Run away! (j/k - someone referred me here ^^^ )
I would be glad to give you a more complete opinion and I'll try not to be biased in anyway. But, today's not that day...
But, here's one place to start looking into details about this type of practice:
AMDA
I'm sure there are a lot of reasons why my experiences are probably a lot different than what you may encounter. But, to start - an assisted-living facility is likely going to resemble a primary care panel than what I deal with in post-acute/long term care. But, there are similarities. The medical director duties are pretty much what the others have described. But, it's really important to understand the dynamics that the facility has - like if you will be the attending of record for everyone, or if other practices will continue to take care of their own patients. And, I actually empathize with you in the sense that I *like* doing administrative work and the reason I thought this would be a good match for me is that it is essentially "population health management" (a buzzword in preventive medicine lately). But, like others said, this type of work is a time-suck, and certainly hobbles your ability to be "productive" by any standard measure (if that's something important in your contract).
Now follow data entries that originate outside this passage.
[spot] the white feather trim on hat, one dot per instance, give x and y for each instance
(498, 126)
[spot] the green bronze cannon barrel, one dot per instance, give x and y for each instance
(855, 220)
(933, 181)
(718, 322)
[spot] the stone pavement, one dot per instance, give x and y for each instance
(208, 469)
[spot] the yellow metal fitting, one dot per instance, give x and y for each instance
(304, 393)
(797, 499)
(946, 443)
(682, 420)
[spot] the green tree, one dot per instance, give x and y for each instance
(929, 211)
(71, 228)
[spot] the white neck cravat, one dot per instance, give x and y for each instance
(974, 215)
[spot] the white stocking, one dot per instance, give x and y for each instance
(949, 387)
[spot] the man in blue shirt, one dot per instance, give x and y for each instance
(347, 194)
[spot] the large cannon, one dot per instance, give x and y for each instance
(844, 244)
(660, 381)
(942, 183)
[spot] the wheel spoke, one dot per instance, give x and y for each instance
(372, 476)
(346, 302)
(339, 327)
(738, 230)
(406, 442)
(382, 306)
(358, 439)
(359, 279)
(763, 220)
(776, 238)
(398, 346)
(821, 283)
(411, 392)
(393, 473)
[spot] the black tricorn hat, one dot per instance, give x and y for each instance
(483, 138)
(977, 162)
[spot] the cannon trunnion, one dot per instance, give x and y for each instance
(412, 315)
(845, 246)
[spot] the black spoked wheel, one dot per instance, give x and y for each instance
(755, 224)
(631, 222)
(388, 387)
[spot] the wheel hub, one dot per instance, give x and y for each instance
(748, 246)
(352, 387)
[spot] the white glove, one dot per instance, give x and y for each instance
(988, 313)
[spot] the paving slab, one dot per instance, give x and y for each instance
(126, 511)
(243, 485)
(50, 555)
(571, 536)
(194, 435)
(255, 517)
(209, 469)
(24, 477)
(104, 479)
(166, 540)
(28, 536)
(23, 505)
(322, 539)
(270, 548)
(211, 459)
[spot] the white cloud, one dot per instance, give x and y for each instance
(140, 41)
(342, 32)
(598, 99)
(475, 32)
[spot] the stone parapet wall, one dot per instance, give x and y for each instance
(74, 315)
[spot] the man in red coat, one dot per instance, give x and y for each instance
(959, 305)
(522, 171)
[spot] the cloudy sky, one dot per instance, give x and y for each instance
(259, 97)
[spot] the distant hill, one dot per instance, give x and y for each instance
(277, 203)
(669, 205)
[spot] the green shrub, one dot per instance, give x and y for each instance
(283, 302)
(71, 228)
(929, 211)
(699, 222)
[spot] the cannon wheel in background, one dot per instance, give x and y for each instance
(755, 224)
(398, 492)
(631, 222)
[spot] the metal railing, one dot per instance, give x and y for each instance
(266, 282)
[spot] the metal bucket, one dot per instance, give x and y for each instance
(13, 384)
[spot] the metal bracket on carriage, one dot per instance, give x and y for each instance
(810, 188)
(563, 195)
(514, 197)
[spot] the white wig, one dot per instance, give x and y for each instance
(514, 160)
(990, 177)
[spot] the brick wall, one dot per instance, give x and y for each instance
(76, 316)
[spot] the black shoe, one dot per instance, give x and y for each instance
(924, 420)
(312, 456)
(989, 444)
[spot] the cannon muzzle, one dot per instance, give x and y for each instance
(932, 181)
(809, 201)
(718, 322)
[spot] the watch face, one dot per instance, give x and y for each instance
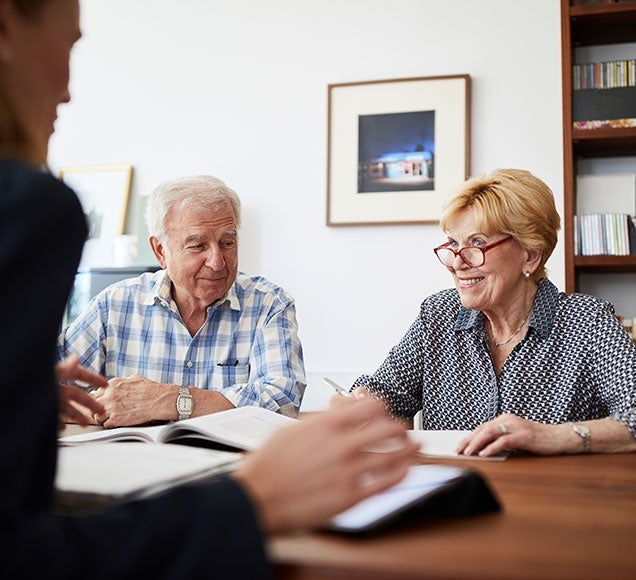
(582, 430)
(184, 404)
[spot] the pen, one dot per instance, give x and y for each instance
(335, 386)
(227, 364)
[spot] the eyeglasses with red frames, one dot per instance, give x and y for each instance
(472, 256)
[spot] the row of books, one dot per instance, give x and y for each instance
(587, 2)
(612, 74)
(604, 124)
(608, 234)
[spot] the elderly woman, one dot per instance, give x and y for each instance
(504, 353)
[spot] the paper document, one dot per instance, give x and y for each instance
(244, 428)
(444, 443)
(102, 474)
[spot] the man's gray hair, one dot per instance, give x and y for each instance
(202, 192)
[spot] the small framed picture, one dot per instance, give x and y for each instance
(103, 191)
(396, 149)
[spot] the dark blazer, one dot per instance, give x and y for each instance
(203, 531)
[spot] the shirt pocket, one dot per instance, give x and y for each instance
(235, 373)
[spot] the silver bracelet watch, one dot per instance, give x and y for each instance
(584, 432)
(185, 403)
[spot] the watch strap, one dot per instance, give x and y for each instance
(185, 403)
(584, 433)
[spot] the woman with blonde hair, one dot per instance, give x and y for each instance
(300, 478)
(504, 354)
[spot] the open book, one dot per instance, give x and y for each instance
(443, 444)
(244, 428)
(92, 476)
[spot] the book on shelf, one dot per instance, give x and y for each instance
(604, 235)
(592, 124)
(94, 476)
(614, 103)
(589, 2)
(603, 75)
(243, 428)
(606, 193)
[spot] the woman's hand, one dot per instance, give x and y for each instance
(76, 405)
(509, 432)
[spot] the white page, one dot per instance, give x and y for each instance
(420, 481)
(444, 443)
(147, 434)
(117, 470)
(243, 427)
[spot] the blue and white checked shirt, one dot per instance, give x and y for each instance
(575, 363)
(248, 348)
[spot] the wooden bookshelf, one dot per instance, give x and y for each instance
(587, 26)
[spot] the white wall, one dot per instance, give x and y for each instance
(238, 89)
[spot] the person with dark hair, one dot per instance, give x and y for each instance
(298, 479)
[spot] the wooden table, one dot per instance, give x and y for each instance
(563, 517)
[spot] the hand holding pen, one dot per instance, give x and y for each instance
(356, 393)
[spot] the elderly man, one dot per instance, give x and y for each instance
(198, 322)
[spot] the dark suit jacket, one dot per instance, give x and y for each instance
(197, 531)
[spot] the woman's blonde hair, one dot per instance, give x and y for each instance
(512, 202)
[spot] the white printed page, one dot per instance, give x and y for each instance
(244, 427)
(444, 444)
(141, 434)
(120, 470)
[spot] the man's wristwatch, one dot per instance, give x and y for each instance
(585, 434)
(185, 403)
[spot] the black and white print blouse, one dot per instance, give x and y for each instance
(575, 363)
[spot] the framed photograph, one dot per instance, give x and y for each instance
(396, 149)
(103, 191)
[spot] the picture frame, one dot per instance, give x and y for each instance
(104, 192)
(396, 149)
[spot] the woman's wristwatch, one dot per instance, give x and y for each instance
(584, 432)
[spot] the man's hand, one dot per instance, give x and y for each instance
(76, 405)
(135, 400)
(311, 471)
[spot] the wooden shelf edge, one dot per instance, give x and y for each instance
(593, 10)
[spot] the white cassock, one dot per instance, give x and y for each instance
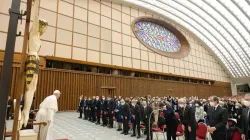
(47, 110)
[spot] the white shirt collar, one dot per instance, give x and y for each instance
(216, 106)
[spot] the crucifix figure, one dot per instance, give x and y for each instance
(32, 61)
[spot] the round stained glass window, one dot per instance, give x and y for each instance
(157, 36)
(160, 37)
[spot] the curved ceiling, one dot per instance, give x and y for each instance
(223, 25)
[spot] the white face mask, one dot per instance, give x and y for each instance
(212, 104)
(247, 103)
(181, 105)
(164, 107)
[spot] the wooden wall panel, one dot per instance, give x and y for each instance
(72, 84)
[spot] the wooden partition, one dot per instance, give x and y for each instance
(72, 84)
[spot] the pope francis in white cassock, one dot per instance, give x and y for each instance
(47, 110)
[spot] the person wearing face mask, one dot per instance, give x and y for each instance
(85, 108)
(79, 104)
(118, 111)
(187, 117)
(199, 112)
(245, 131)
(93, 107)
(125, 116)
(133, 113)
(104, 111)
(80, 109)
(89, 109)
(170, 120)
(217, 120)
(149, 119)
(111, 108)
(237, 114)
(137, 118)
(98, 109)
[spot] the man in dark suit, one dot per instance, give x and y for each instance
(217, 120)
(85, 102)
(79, 103)
(89, 109)
(104, 111)
(98, 109)
(93, 105)
(10, 102)
(125, 116)
(133, 113)
(80, 108)
(170, 120)
(187, 117)
(136, 111)
(245, 131)
(149, 120)
(111, 108)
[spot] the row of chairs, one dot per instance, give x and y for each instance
(201, 133)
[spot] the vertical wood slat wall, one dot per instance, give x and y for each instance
(72, 84)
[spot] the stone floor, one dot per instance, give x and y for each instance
(67, 125)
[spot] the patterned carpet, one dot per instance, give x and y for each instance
(67, 125)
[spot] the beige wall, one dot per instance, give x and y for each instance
(100, 32)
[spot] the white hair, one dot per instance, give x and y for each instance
(56, 92)
(247, 95)
(183, 100)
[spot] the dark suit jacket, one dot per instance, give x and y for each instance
(125, 111)
(147, 112)
(218, 119)
(170, 117)
(111, 105)
(245, 122)
(82, 103)
(187, 117)
(98, 105)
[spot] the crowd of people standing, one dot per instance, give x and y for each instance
(147, 112)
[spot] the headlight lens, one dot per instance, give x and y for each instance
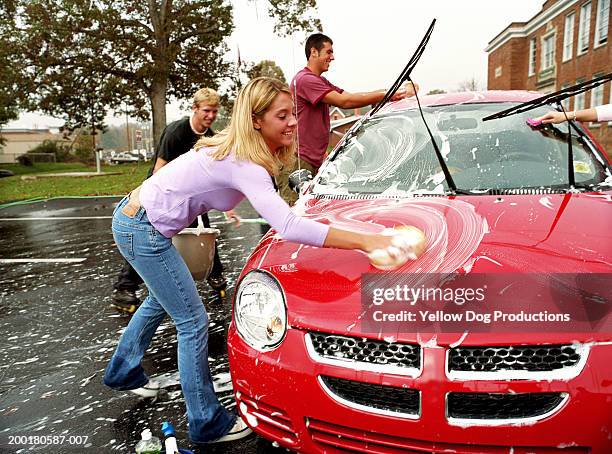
(260, 313)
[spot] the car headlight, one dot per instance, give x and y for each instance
(260, 313)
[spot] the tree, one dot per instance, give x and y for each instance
(140, 53)
(266, 68)
(11, 68)
(292, 15)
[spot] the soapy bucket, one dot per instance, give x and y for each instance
(197, 247)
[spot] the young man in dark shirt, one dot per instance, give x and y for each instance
(177, 138)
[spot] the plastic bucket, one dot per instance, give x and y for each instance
(197, 247)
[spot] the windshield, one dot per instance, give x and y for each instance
(393, 154)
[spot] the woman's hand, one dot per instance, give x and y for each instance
(406, 243)
(232, 216)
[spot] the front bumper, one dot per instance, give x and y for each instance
(282, 397)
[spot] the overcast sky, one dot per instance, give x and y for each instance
(373, 41)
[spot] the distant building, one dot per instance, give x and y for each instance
(566, 43)
(20, 141)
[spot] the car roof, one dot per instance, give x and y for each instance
(490, 96)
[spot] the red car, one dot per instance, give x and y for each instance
(325, 355)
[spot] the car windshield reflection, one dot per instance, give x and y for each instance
(392, 154)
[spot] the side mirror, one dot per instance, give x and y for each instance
(298, 178)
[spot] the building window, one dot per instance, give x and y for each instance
(596, 98)
(565, 102)
(579, 98)
(568, 37)
(601, 22)
(584, 28)
(548, 52)
(532, 48)
(610, 122)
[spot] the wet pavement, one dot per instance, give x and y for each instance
(59, 332)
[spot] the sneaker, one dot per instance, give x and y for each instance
(151, 389)
(218, 283)
(125, 301)
(239, 430)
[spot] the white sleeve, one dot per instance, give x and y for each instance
(604, 112)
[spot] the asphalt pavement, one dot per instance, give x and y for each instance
(57, 265)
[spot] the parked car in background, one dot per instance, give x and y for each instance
(314, 371)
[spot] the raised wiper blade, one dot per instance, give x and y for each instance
(405, 74)
(551, 98)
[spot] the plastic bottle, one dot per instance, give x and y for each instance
(169, 438)
(148, 444)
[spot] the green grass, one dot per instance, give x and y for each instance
(24, 185)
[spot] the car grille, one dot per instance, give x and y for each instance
(501, 406)
(271, 421)
(380, 397)
(335, 438)
(366, 350)
(543, 358)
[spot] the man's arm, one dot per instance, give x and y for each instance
(346, 100)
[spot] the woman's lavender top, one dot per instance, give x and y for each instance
(195, 183)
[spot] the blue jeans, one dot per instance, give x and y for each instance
(172, 291)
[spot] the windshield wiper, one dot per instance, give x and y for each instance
(557, 97)
(551, 98)
(405, 74)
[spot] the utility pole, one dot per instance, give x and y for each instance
(93, 136)
(127, 129)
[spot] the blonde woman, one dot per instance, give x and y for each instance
(217, 174)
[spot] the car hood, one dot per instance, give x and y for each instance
(550, 233)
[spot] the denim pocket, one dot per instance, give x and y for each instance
(125, 243)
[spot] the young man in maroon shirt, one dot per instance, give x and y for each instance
(313, 94)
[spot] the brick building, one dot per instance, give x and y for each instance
(566, 43)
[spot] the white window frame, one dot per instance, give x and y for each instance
(532, 57)
(596, 99)
(579, 99)
(602, 21)
(566, 101)
(610, 122)
(547, 59)
(568, 36)
(584, 29)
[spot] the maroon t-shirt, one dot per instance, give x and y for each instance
(313, 114)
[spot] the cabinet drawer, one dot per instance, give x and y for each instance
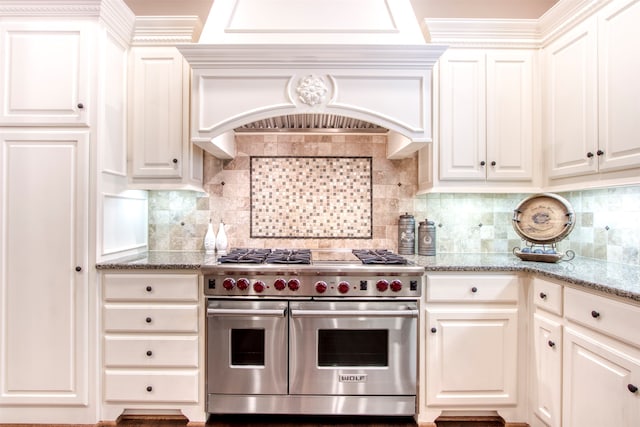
(151, 287)
(603, 314)
(547, 296)
(472, 288)
(150, 351)
(147, 318)
(156, 386)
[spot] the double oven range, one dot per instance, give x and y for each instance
(312, 332)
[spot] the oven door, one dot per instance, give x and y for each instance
(353, 348)
(246, 347)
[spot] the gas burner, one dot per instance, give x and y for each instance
(245, 256)
(378, 256)
(289, 256)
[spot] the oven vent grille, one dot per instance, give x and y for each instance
(311, 123)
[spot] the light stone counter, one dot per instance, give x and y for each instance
(616, 279)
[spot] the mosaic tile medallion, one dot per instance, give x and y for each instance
(311, 197)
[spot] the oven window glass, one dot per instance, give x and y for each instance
(353, 347)
(247, 347)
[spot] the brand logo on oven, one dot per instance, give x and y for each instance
(352, 378)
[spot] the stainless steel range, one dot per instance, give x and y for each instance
(312, 332)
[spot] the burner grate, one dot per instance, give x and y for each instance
(378, 256)
(289, 256)
(245, 256)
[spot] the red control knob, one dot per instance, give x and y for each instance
(382, 285)
(280, 284)
(343, 287)
(321, 287)
(243, 284)
(294, 284)
(258, 286)
(228, 283)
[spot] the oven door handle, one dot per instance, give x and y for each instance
(354, 313)
(256, 312)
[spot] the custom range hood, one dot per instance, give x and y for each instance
(365, 60)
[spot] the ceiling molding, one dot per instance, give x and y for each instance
(165, 30)
(508, 33)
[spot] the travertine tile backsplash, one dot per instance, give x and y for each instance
(606, 219)
(178, 220)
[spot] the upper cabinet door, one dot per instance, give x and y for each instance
(45, 66)
(510, 115)
(463, 115)
(571, 104)
(157, 115)
(619, 86)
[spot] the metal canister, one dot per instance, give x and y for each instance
(427, 238)
(406, 235)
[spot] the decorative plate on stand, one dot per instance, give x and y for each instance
(543, 220)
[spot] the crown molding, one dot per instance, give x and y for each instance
(498, 33)
(118, 18)
(165, 30)
(50, 8)
(566, 14)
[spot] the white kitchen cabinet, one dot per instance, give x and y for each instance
(471, 340)
(486, 115)
(591, 88)
(161, 153)
(151, 343)
(601, 364)
(46, 65)
(600, 382)
(44, 295)
(547, 352)
(618, 85)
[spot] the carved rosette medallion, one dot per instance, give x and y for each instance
(311, 90)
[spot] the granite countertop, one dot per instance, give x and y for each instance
(616, 279)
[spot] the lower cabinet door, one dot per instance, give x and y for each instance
(547, 367)
(601, 383)
(151, 386)
(472, 356)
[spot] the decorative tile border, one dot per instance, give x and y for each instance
(311, 197)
I don't think ALF are as tightly regulated as SNF. But, there is a learning curve for sure. That's part of the reason for providing the above link. If you are interested in a "formalized" education and certification in being a medical director (or a CMD), you can take the AMDA organization's course (online or in person). I was dumb enough to jump in as both attending and medical director without experience, and it's been a nightmare. But, I also work in... less than desirable facilities and for people who... need better management skills. And, the PA/LTC world is a bit higher acuity since you're dealing with really sick folks dumped (I mean discharged) to rehab, as well as the chronic LTC folks who you'd expect in a nursing facility. But, demographics are shifting (here) so that it's not necessarily a geriatrician's population anymore. We have a lot of young residents who have early disability or degenerative diseases, and a fairly large percentage with significant psychiatric comorbidity.
Ultimately, you will know if it's a good fit. But, it might be best to start as an attending for your own patients who reside in the facility and see how things operate before taking on medical director.